Probability & Statistics for Machine Learning - Complete Cheat Sheet

1. Probability Basics

Core Concepts

Sample Space (Ω): Set of all possible outcomes

Event (A): Subset of sample space

Probability: P(A) = favorable outcomes / total outcomes

Axioms

1. 0 ≤ P(A) ≤ 1

2. P(Ω) = 1

3. P(A ∪ B) = P(A) + P(B) if A and B are disjoint

Conditional Probability

P(A|B) = P(A ∩ B) / P(B)

Read as: "Probability of A given B"

Bayes' Theorem

P(A|B) = [P(B|A) × P(A)] / P(B)

Or more usefully:

P(A|B) = [P(B|A) × P(A)] / [P(B|A)P(A) + P(B|¬A)P(¬A)]

In ML terms

P(hypothesis|data) = [P(data|hypothesis) × P(hypothesis)] / P(data)

Posterior = (Likelihood × Prior) / Evidence

Classic Example: Disease Testing

Given:

• P(Disease) = 0.01 (1% have disease)

• P(Test+|Disease) = 0.99 (99% sensitivity)

• P(Test+|No Disease) = 0.05 (5% false positive)

If test is positive, what's P(Disease)?

P(D|T+) = [0.99 × 0.01] / [0.99×0.01 + 0.05×0.99]

= 0.0099 / 0.0594

= 0.167 = 16.7%

Surprising!

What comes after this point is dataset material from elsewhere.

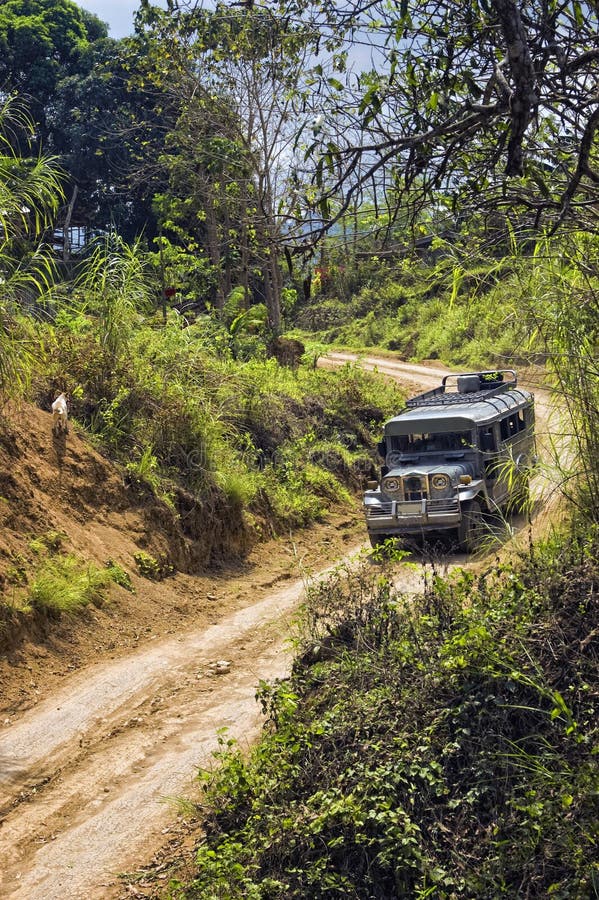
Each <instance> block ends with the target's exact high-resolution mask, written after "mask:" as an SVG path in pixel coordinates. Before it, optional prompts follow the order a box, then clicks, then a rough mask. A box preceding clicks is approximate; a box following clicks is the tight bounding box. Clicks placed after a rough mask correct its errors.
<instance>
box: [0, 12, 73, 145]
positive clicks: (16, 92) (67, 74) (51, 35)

Even with positive test, only 16.7% chance!

Independence

Events A and B are independent if:

P(A ∩ B) = P(A) × P(B)

Or equivalently: P(A|B) = P(A)

Chain Rule of Probability

P(A₁, A₂, ..., Aₙ) = P(A₁) × P(A₂|A₁) × P(A₃|A₁,A₂) × ... × P(Aₙ|A₁,...,Aₙ₋₁)

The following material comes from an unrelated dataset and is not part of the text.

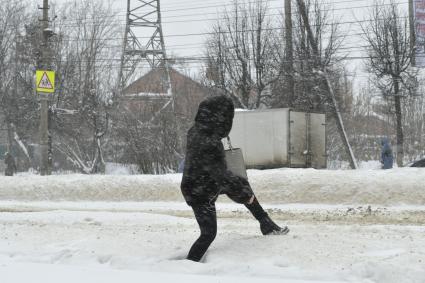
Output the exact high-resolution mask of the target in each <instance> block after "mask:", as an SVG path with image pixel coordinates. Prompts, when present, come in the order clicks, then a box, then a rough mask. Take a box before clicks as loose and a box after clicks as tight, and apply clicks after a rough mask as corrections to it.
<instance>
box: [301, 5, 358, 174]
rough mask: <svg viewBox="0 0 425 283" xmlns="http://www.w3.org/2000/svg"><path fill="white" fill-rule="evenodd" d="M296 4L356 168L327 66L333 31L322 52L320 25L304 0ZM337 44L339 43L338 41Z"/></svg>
mask: <svg viewBox="0 0 425 283" xmlns="http://www.w3.org/2000/svg"><path fill="white" fill-rule="evenodd" d="M314 3H315V4H316V5H315V7H316V11H320V9H318V7H319V5H318V1H315V2H314ZM297 5H298V11H299V13H300V16H301V19H302V23H303V27H304V28H305V33H306V40H307V42H308V46H309V47H310V48H311V53H312V55H313V57H312V62H313V71H314V72H315V73H316V74H318V75H319V76H320V77H321V80H319V82H321V85H322V86H323V90H324V93H325V95H326V100H327V101H330V104H331V105H332V112H333V114H334V115H333V117H334V118H335V120H336V125H337V128H338V133H339V135H340V138H341V141H342V143H343V146H344V149H345V152H346V155H347V157H348V159H349V162H350V166H351V168H353V169H357V162H356V159H355V157H354V153H353V150H352V147H351V145H350V142H349V140H348V136H347V132H346V130H345V126H344V122H343V120H342V115H341V111H340V107H339V105H338V101H337V96H336V93H335V91H334V86H333V85H332V82H331V74H332V71H335V69H334V70H332V68H330V67H329V65H330V62H331V61H329V59H332V58H333V57H334V56H332V55H330V56H327V55H328V54H333V53H334V52H335V50H336V49H335V48H334V47H332V46H333V45H334V44H335V42H336V41H335V38H334V36H335V32H332V34H331V39H330V41H329V42H330V44H329V45H328V47H329V48H327V49H325V52H324V53H322V52H321V48H320V45H321V43H322V40H321V38H320V37H319V35H321V33H320V32H317V29H318V28H320V26H319V25H317V24H316V25H315V26H313V25H312V24H311V22H310V18H309V16H308V14H309V13H308V12H309V9H308V8H307V7H308V6H306V4H305V2H304V0H297ZM317 15H318V16H317V17H316V18H317V19H320V18H321V17H320V16H321V13H320V12H319V13H318V14H317ZM313 27H315V28H316V33H315V32H313ZM338 45H340V43H339V44H338ZM320 77H319V78H320Z"/></svg>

Used in: Autoregressive models, language models

2. Random Variables

Types

Type	Definition	Example
Discrete	Countable outcomes	{1,2,3,4,5,6}
Continuous	Uncountable outcomes	[0, ∞)

Probability Mass Function (PMF) - Discrete

P(X = x) = probability that X takes value x

Properties

• P(X = x) ≥ 0

• Σ P(X = x) = 1 (sum over all x)

Example: Fair die

P(X = k) = 1/6 for k ∈ {1,2,3,4,5,6}

Probability Density Function (PDF) - Continuous

f(x) = probability density at x

Properties

• f(x) ≥ 0

• ∫ f(x)dx = 1 (integral over all x)

• P(a ≤ X ≤ b) = ∫ₐᵇ f(x)dx

• Note: P(X = x) = 0 for continuous variables!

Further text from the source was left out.